Processo: 17/22267-0
Linha de fomento:Bolsas no Brasil - Iniciação Científica
Vigência (Início): 01 de fevereiro de 2018
Vigência (Término): 31 de dezembro de 2019
Área do conhecimento:Ciências Humanas - Filosofia - Ética
Pesquisador responsável:Monique Hulshof
Beneficiário:Vinicius Pinto de Carvalho
Instituição-sede: Instituto de Filosofia e Ciências Humanas (IFCH). Universidade Estadual de Campinas (UNICAMP). Campinas , SP, Brasil
Assunto(s):Filosofia política   Razão

Resumo

Os conceitos de uso público da razão e uso privado da razão são fundamentais para a concepção kantiana de Esclarecimento. O uso privado é caracterizado por certa passividade da razão, que se submete a algum tipo de autoridade externa e segue as regras ditadas por essa autoridade.

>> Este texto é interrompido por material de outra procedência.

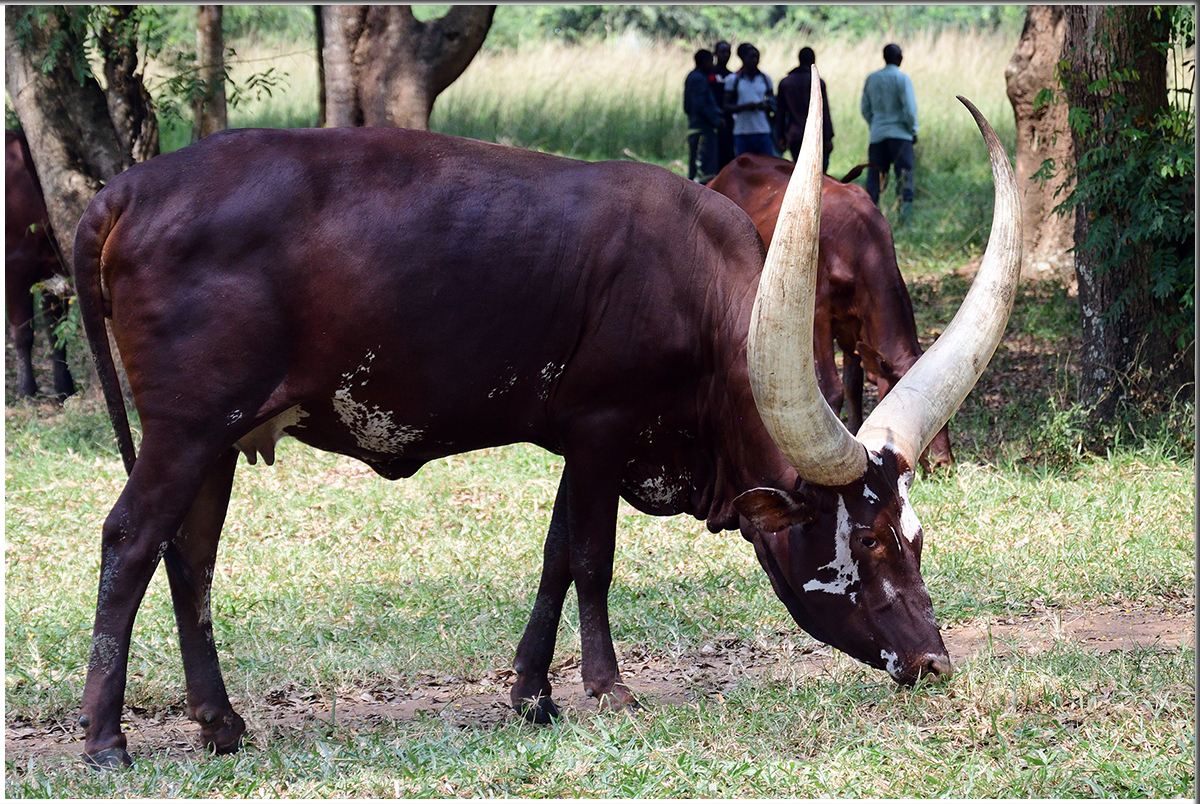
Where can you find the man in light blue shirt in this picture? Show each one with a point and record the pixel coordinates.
(889, 107)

O uso público da razão, pelo contrário, é descrito como um uso ativo da razão, em que não se deixa de seguir regras, mas antes estas passam a ser fornecidas pela própria razão. Nossa pesquisa tem como objetivo investigar o que significa dizer que a razão segue regras (ou princípios) que ela "dá a si mesma" e quais são as regras que a razão deve seguir para que seu uso possa ser caracterizado como público. Com esse intuito, analisaremos em um primeiro momento o opúsculo Resposta à Questão: O que é Esclarecimento? a fim de obtermos uma clara diferenciação entre uso público e uso privado da razão. Em um segundo momento, com base no texto Que significa orientar-se no pensamento? e em determinados trechos da Crítica da faculdade de julgar (§ 40), analisaremos as "máximas do entendimento humano", buscando estabelecer assim uma ligação entre as máximas e o conceito de uso público da razão. (AU)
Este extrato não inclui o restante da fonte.